Bénin-Projet ARTECAO : policiers et gendarmes préparés à la gestion des scènes de crime

Yao Hervé Kingbêwé
publié le 4 décembre 2017

Dans le but de faciliter la prise de décisions de justice en toute connaissance de cause, une vingtaine de policiers et gendarmes ont été formés à la gestion des scènes de crime. C’est dans le cadre du projet d’Appui au renforcement de la police technique en Afrique de l’Ouest (ARTECAO).

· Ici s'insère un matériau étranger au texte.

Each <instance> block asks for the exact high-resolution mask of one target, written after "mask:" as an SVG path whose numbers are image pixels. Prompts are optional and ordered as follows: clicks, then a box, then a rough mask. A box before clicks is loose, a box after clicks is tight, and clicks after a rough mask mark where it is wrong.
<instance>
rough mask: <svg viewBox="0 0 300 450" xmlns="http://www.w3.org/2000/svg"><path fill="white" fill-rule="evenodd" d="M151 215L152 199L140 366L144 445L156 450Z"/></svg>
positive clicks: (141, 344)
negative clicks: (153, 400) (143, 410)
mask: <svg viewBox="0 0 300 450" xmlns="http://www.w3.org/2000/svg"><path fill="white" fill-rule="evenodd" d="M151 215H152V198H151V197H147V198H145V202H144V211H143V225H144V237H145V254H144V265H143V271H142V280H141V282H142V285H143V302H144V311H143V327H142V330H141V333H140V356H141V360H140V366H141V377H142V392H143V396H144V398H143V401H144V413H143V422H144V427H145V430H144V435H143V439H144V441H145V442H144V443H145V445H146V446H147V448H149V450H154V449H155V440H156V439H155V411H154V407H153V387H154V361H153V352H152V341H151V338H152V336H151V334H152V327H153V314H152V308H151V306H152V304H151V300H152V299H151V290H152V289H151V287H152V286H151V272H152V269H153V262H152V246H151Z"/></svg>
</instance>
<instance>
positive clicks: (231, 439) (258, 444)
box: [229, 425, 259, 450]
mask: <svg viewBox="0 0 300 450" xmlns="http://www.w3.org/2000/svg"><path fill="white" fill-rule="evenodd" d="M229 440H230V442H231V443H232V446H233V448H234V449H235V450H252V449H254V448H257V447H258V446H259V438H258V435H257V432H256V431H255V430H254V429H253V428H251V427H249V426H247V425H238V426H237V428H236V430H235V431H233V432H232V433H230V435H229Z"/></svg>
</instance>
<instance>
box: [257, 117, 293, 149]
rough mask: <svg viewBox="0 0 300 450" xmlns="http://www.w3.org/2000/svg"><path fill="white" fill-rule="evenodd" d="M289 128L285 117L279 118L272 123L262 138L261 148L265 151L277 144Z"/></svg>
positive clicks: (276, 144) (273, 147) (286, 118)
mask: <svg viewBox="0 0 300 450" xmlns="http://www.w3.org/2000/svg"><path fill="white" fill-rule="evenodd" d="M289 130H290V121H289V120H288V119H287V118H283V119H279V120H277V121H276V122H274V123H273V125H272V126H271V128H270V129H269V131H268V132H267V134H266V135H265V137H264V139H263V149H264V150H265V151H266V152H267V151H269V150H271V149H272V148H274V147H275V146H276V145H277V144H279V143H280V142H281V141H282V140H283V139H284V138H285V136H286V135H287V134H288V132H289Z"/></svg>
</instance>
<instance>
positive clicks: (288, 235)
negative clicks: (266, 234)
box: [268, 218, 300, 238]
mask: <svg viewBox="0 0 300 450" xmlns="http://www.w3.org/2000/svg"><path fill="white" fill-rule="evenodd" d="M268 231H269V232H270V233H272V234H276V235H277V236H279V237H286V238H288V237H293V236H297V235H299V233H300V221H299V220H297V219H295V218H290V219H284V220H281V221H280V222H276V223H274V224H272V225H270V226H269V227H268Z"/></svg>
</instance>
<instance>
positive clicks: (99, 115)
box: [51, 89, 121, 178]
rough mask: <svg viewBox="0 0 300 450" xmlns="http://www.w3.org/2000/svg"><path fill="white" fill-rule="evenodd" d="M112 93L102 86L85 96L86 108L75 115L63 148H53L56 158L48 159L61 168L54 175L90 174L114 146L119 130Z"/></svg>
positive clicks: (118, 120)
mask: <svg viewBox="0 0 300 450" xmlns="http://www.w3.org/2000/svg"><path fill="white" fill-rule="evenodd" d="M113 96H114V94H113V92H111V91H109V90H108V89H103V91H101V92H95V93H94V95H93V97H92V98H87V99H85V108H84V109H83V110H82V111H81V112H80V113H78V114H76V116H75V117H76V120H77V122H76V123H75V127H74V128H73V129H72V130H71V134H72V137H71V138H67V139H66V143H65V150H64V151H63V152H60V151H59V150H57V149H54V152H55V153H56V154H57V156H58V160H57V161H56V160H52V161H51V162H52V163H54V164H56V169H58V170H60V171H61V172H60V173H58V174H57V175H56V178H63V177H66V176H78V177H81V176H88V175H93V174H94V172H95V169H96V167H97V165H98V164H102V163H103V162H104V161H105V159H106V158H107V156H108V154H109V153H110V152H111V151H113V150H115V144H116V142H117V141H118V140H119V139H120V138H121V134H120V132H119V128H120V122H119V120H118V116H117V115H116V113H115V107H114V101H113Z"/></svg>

artecao-policiers-gendarmes-gestion-scene-crime Vue des participants au stage de formation en gestion de scène de crime

Au Bénin, la police républicaine qui prendra corps dès 2018 ne devrait avoir de difficultés pour élucider un crime. Une vingtaine de policiers et gendarmes béninois a été formée pour une meilleure gestion des scènes de crime.  Sur le thème : « Coordonnateurs PTS, gestion de scènes majeures », la formation s’est déroulée du 27 novembre au 1er décembre 2017 à Cotonou. Pendant la semaine de formation faite de théories mais aussi de pratiques, les policiers et gendarmes stagiaires ont reçu des notions  dans le domaine de la police technique et scientifique (PTS) et des aptitudes pour une meilleure gestion de scènes de crime. Au terme de la formation, le Capitaine de police Patrice Lame, Chef de service régional d’identité judiciaire à Strasbourg et facilitateur de ce stage, s’est réjoui de l’ambiance bonne enfant dans laquelle le partage de connaissance s’est déroulé.  « J’ai pu constater le professionnalisme et la conscience professionnelle dont ils ont fait preuve dans  les exercices. Chers stagiaires, je peux dire que vous avez des compétences pour faire  coordonnateurs de la PTS, et c’est à vous de la faire vivre auprès de vos services et de travailler pour imposer cela », a déclaré le Capitaine Lame. Se réjouissant également de cette formation, le Commissaire de police Edgard Zola, représentant la direction générale de la Police, a insisté l’importance de la preuve dans la procédure judiciaire. « La preuve est indissociable de la décision du juge », a-t-il rappelé aux stagiaires les invitant à appliquer les notions reçues « dans le but d’œuvrer pour la consolidation d’un Etat de droit ».

Serment et doléances

Heureux, les participants au stage de formation le sont également. Par la voix de leur porte-parole, le Commissaire de police de première classe Constant Badet, ils ont dit leur satisfaction. Ils ont par ailleurs fait le « serment » de restituer la formation à leurs collègues pour impacter davantage. « Nous promettons de restituer les notions et les connaissances acquises dans nos unités respectives », a juré le Commissaire Badet. Convaincu de ce que c’est en forgeant qu’on devient forgeron, ils ont plaidé pour la mise à leur disposition de moyens afin qu’ils puissent faire de manière répétitives des simulations. Ceci, pour être toujours au top. Cette formation, indiquons-le, s’inscrit dans le cadre du projet d’Appui au renforcement de la police technique en Afrique de l’Ouest (ARTECAO). Financé par l’Union européenne et coordonné au plan régional par l’Expert Emmanuel Prat, le projet ARTECAO a pour objectif principal d’inciter non seulement à une amélioration mais aussi à une compréhension du rôle de la police technique et scientifique dans l’espace sous-régional ouest-africain.